Conservatives have, over the past decade, ceded the simple language to the left. We’ve retreated behind think tanks and long policy discussions and somewhere lost the ability to explain a core belief in less than a hundred words. The left is winning politically in part because it’s boiled its message down to simple statements. Heck, Barack Obama won the Presidency on two words.

I’m not entirely convinced that conservatives need to entirely retool the message they deliver. We needn’t over-think this. (which, alas, conservatives do an awful lot). What we need to do is to simplify our message. Severely. If you can’t fit a compelling reason for a conservative tenet in a Tweet on Twitter, then you’re using too many words. The meat of each important conservative principle should be compact enough to fit on a business card.

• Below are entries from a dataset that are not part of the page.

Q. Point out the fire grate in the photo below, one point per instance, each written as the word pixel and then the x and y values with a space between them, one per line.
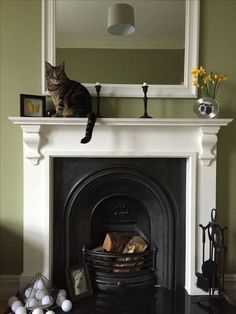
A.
pixel 111 271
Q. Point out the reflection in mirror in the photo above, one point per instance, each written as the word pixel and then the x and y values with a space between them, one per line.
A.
pixel 158 52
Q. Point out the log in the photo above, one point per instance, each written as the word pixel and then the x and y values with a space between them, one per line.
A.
pixel 136 244
pixel 115 242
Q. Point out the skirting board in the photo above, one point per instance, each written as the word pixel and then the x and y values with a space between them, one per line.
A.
pixel 230 282
pixel 9 285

That’s not to say that we must dumb things down in order to be simple. Few people would say that the haikus of Basho are any less intellectual nor beautiful than the sprawling works of T.S. Eliot. It also doesn’t mean that we have to give up policy discussions and the wonkery that conservatives so love. Look at what success Evangelical Christians have had by boiling down the essentials of the Gospel into tracts. They’ve condensed the essential message of the Bible into a simple folded pamphlet, yet no one thinks that’s the sum total of Christian belief.

I say that any conservative resurgence has to lie in being able to communicate our core believs simply and elegantly, no matter the audience. Our beliefs are universally-relevant and we shouldn’t worry about whether the cool kids will get them. They will.